La sfilata: orgoglio e professionalità
Il giorno della sfilata ha visto la partecipazione di un plotone composto da 25 militari, guidati dal Capitano Comandante Rino Plateroti. In apertura del primo gruppo, hanno marciato accanto alla Fanfara della Croce Rossa Italiana, diretta dal Capitano Paolo Garnerone, e ad un plotone delle Infermiere Volontarie della CRI.
Una presenza ordinata, composta e altamente simbolica, che ha reso visibile al pubblico il volto militare e umanitario della Croce Rossa, testimonianza concreta della sua doppia missione.

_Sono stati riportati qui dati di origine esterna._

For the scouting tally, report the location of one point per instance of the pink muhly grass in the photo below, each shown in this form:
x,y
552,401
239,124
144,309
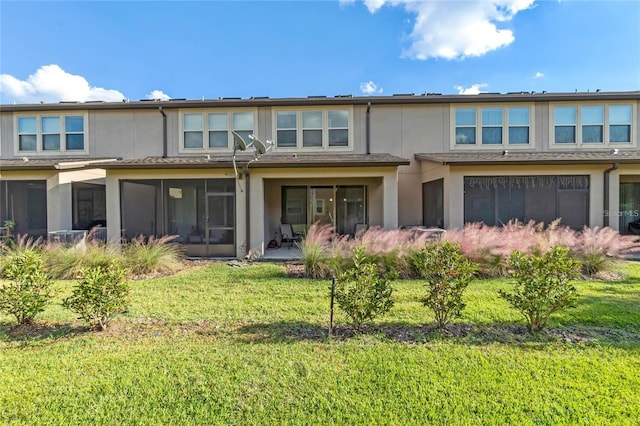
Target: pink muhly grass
x,y
605,241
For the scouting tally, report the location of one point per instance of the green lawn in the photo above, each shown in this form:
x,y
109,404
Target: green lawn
x,y
224,345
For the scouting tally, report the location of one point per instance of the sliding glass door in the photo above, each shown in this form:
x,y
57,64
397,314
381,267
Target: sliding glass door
x,y
200,213
341,206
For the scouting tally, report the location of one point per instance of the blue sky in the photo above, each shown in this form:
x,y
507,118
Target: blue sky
x,y
111,50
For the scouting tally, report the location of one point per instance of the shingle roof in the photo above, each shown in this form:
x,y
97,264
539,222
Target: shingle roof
x,y
51,163
409,98
268,161
511,157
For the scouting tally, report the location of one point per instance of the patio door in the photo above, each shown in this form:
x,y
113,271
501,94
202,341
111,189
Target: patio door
x,y
341,206
220,224
322,205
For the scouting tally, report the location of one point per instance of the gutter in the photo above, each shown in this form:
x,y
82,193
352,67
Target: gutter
x,y
164,132
613,167
368,128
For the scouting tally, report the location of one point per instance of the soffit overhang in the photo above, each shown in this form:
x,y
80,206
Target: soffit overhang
x,y
536,158
268,161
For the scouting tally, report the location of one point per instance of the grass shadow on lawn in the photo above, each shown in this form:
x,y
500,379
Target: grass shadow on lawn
x,y
282,332
40,332
503,333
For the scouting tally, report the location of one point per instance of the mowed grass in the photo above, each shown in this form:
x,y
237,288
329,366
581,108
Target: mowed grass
x,y
225,345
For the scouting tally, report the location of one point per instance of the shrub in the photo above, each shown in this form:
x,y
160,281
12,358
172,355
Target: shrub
x,y
29,290
314,249
362,292
100,294
596,247
153,256
448,274
67,262
542,285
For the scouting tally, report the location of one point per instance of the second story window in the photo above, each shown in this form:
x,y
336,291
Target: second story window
x,y
211,130
592,124
27,134
317,129
487,126
619,123
51,133
492,126
565,124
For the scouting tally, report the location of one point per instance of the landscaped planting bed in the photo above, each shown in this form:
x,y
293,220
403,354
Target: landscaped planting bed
x,y
217,344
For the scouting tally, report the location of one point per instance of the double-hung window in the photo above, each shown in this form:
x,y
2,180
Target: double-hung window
x,y
592,124
465,126
492,125
565,119
597,124
51,133
315,129
211,130
619,123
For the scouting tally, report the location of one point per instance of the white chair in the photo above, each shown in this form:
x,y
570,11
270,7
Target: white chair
x,y
287,235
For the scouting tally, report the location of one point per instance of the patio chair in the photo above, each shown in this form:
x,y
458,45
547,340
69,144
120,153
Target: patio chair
x,y
360,229
287,235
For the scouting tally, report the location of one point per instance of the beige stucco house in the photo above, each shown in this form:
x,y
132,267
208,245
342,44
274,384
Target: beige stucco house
x,y
170,167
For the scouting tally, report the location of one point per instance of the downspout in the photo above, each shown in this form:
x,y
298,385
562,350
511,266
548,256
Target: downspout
x,y
368,128
164,132
606,192
248,210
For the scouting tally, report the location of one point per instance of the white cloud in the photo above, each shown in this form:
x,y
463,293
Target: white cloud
x,y
50,83
158,94
370,88
474,89
456,29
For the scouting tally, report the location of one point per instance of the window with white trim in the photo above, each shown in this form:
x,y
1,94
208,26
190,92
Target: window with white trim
x,y
211,130
492,125
620,123
49,133
315,129
597,124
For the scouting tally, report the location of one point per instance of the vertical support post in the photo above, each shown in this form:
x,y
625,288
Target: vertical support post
x,y
333,294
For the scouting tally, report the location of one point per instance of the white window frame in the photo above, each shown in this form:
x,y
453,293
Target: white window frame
x,y
204,114
300,129
40,151
606,126
478,145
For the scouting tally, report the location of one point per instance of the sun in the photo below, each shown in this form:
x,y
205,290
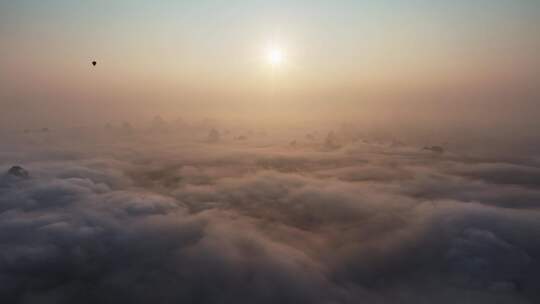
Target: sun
x,y
275,56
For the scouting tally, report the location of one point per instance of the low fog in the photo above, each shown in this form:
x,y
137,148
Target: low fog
x,y
200,211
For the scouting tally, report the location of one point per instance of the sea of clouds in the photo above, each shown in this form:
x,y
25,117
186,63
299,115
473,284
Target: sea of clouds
x,y
123,217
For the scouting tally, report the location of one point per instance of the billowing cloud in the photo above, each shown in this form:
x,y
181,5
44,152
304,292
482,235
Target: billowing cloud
x,y
229,222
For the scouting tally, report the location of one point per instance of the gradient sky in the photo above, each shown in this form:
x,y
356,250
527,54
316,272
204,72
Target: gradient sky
x,y
178,58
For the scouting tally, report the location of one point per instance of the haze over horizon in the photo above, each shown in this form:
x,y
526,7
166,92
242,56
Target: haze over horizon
x,y
391,62
212,151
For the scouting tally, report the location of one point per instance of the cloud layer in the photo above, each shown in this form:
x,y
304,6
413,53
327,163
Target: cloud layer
x,y
151,220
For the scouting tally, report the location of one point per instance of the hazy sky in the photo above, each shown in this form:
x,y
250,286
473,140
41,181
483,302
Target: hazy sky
x,y
207,58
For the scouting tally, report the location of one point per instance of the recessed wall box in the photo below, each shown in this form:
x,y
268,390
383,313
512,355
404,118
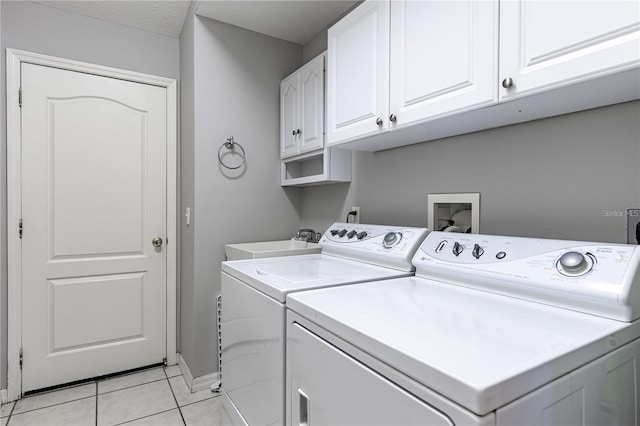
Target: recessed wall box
x,y
454,212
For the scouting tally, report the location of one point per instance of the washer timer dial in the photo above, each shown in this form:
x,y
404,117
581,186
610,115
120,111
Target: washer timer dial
x,y
575,264
391,239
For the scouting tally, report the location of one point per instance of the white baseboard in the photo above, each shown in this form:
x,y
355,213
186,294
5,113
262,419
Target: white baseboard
x,y
196,384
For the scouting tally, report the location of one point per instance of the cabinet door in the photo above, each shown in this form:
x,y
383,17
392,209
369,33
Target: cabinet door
x,y
311,89
444,58
289,116
547,44
358,73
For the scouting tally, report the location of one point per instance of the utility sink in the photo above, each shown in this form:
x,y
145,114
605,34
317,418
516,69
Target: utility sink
x,y
270,249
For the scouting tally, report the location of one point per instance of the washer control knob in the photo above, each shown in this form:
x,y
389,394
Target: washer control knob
x,y
391,239
574,264
457,248
477,251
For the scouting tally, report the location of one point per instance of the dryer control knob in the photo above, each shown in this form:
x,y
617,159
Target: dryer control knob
x,y
574,264
391,239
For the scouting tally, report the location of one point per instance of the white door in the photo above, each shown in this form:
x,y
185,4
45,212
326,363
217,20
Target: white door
x,y
444,58
311,100
93,199
358,73
546,44
289,116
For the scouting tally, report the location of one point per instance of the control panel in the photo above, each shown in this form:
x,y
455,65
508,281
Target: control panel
x,y
383,245
598,278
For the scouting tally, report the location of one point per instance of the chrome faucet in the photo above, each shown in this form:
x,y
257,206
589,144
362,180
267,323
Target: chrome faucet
x,y
308,235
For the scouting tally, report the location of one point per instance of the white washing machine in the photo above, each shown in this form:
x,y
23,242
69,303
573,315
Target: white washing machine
x,y
490,331
254,291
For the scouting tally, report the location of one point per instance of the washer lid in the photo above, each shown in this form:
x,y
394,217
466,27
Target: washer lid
x,y
478,349
279,276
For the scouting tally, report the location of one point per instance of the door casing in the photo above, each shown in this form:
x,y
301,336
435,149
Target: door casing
x,y
14,198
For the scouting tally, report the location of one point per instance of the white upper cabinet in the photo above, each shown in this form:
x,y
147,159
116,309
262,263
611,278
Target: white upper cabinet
x,y
444,58
408,71
550,44
358,73
391,64
302,109
289,116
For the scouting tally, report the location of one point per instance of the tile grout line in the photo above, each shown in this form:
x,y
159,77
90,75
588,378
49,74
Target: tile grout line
x,y
47,406
174,397
11,412
143,417
132,386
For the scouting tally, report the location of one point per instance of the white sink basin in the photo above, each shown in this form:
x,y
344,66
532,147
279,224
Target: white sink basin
x,y
270,249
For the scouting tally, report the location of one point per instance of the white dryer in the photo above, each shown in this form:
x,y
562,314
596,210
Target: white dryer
x,y
254,292
490,331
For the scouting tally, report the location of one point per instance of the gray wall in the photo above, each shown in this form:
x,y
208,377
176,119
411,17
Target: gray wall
x,y
552,178
41,29
232,88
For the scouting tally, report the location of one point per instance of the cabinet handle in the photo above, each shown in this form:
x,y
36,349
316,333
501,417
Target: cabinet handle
x,y
304,408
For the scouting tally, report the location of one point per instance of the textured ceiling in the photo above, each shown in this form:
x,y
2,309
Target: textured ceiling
x,y
162,17
293,20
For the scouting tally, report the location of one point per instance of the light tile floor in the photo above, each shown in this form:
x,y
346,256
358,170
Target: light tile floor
x,y
158,396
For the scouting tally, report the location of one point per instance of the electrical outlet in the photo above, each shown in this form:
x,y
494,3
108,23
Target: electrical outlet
x,y
355,218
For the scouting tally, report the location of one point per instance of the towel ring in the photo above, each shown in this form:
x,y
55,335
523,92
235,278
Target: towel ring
x,y
230,144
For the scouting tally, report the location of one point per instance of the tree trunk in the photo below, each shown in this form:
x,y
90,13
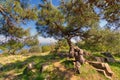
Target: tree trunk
x,y
71,48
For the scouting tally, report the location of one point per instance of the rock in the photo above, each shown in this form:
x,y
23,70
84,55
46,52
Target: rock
x,y
100,59
44,67
1,67
29,68
110,59
107,54
103,68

Un impegno che va oltre l’evento
Il contributo del Corpo Militare CRI alla 96ª Adunata degli Alpini non si esaurisce con la presenza sul campo. È espressione di un’identità forte, costruita sull’efficienza operativa, sulla preparazione tecnica e su una cultura del servizio che coniuga disciplina militare e missione umanitaria.
In un evento che ha coinvolto centinaia di migliaia di persone, la presenza del CM ha rappresentato un punto fermo, una garanzia di sicurezza e affidabilità. Un corpo ausiliario dello Stato che, ancora una volta, ha dimostrato cosa significa essere al servizio della collettività.